Tchaikovsky Concerts Canceled, Russian Artists Fired
I have an old LP on the turntable now, a 1985 Berlin Philharmonic performance of Tchaikovsky‘s 1812 Overture. Recorded almost 40 years before the Russian invasion of Ukraine, almost 40 years after Germany‘s siege of Leningrad, the Berlin Wall still standing, no end in sight, at the height of the Cold War. Great Russian music, composed to the memory of yet another war between East and West, performed by a renowned West German orchestra; the old foes, and by then foes still, but united through art.
A few weeks ago, the Cardiff Philharmonic Orchestra canceled a Tchaikovsky concert, calling it “inappropriate at this time.” Throughout Western Europe, Russian artists have had their engagements canceled and some have even been fired from their jobs.
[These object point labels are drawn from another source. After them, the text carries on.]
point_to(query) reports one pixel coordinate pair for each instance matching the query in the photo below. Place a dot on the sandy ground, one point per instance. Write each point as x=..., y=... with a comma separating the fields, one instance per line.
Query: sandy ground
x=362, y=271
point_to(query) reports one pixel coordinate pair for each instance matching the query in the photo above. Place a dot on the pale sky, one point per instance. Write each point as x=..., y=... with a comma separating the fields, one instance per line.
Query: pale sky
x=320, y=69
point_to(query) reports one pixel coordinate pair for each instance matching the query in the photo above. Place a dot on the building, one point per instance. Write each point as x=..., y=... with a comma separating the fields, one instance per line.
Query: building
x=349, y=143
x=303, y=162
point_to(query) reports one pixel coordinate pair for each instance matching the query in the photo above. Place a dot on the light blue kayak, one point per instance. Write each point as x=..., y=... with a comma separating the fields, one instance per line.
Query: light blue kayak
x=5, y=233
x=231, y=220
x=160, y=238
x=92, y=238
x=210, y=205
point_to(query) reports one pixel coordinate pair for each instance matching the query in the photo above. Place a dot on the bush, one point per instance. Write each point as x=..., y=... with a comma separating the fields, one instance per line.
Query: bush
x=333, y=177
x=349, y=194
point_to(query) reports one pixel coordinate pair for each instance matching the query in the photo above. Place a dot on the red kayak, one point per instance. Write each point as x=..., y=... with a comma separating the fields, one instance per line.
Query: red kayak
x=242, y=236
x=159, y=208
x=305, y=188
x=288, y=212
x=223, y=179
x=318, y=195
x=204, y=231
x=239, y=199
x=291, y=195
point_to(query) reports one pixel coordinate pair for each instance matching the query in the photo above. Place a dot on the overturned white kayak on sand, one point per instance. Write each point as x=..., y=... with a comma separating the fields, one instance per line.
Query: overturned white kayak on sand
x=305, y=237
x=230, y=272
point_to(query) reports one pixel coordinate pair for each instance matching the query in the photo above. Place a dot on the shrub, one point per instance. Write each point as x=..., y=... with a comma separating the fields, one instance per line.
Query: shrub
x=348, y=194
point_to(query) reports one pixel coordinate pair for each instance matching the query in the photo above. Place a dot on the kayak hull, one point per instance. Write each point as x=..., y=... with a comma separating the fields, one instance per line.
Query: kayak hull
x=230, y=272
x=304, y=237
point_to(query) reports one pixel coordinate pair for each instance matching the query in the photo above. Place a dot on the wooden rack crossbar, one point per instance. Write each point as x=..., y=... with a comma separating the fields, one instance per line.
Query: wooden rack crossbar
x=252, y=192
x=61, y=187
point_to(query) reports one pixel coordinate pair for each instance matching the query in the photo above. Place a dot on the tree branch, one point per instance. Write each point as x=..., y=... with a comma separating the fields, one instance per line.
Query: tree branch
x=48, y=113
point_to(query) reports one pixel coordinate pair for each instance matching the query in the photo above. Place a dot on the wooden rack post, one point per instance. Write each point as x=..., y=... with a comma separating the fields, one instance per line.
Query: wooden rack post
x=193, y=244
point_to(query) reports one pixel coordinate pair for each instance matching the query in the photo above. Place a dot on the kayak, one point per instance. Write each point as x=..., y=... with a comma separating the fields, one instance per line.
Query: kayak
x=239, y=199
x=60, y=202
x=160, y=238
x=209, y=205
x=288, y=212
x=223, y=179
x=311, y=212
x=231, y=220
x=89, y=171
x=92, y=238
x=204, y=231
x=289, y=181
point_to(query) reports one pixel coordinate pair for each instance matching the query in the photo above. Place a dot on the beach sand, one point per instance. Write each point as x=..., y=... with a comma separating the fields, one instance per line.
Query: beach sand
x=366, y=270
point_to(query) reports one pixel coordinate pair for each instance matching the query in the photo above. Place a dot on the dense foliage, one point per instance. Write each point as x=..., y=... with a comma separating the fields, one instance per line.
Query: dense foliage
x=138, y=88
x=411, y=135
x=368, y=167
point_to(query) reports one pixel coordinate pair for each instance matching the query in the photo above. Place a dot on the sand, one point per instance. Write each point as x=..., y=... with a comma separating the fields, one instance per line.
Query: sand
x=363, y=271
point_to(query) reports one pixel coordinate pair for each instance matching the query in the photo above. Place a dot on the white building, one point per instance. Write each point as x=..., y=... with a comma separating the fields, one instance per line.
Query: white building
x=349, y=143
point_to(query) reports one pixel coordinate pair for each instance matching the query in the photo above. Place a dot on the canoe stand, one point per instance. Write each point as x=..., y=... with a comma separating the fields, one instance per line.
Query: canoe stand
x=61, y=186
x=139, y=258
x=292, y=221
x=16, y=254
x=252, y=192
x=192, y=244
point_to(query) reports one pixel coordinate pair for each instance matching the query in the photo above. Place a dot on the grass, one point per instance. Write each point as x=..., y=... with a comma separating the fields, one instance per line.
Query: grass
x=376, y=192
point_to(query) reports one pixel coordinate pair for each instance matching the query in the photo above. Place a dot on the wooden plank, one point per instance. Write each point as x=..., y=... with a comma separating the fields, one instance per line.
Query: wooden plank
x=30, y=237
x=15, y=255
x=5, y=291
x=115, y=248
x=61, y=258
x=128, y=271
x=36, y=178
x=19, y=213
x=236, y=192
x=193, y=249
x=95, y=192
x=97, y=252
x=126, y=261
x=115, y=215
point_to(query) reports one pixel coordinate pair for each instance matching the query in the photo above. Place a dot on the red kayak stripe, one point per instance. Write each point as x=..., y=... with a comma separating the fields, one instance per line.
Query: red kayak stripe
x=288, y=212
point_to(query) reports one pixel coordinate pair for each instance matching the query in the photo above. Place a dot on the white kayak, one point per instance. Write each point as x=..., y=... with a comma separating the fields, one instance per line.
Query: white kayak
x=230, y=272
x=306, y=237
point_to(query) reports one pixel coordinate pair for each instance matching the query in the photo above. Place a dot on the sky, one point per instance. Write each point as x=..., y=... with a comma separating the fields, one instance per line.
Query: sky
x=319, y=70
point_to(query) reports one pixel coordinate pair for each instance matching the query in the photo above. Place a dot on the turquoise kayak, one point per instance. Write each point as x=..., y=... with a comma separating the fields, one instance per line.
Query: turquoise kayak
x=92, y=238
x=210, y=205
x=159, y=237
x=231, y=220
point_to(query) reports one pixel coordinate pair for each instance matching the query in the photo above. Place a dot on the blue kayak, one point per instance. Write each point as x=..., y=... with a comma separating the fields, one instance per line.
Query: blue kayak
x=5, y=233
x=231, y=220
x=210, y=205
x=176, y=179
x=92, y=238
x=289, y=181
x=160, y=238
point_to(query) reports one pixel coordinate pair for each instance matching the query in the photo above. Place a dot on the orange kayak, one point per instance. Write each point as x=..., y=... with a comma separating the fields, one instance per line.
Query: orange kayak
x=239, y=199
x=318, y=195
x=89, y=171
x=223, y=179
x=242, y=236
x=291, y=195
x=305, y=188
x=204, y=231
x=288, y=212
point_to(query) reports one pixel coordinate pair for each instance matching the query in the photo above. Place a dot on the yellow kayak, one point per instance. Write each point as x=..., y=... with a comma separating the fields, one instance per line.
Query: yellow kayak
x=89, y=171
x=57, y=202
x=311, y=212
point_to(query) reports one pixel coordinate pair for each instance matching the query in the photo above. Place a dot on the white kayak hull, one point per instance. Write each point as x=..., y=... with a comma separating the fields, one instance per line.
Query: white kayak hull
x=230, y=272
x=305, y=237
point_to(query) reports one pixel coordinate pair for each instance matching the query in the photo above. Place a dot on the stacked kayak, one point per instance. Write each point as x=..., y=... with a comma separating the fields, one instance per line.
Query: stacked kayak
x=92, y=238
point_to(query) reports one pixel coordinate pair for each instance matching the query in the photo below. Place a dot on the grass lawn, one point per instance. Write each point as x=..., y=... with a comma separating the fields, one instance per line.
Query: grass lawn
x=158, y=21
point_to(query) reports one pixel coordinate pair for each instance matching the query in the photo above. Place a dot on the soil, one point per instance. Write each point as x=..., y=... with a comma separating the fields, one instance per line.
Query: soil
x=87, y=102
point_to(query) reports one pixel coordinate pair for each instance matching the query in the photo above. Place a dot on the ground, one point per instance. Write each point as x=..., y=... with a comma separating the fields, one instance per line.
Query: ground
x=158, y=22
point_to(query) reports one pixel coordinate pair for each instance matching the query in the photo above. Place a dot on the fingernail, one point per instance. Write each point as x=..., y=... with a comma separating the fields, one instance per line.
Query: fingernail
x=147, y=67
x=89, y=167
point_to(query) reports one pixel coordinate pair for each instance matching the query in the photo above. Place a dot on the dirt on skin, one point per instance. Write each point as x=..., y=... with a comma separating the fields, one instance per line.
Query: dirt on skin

In a 1984 Granta article, “A Kidnapped West or Culture Bows Out,” Milan Kundera defined European culture as characterized by “the authority of the thinking, doubting individual and on an artistic creation which expressed his uniqueness.“ In contrast “nothing could be more foreign to Central Europe and its passion for variety than Russia: uniform, standardizing, centralizing, determined to transform every nation of its empire … into a single Russian people … on the Eastern border of the West – more than anywhere else – Russia is seen not just as one more European power but as a singular civilization, another civilization.”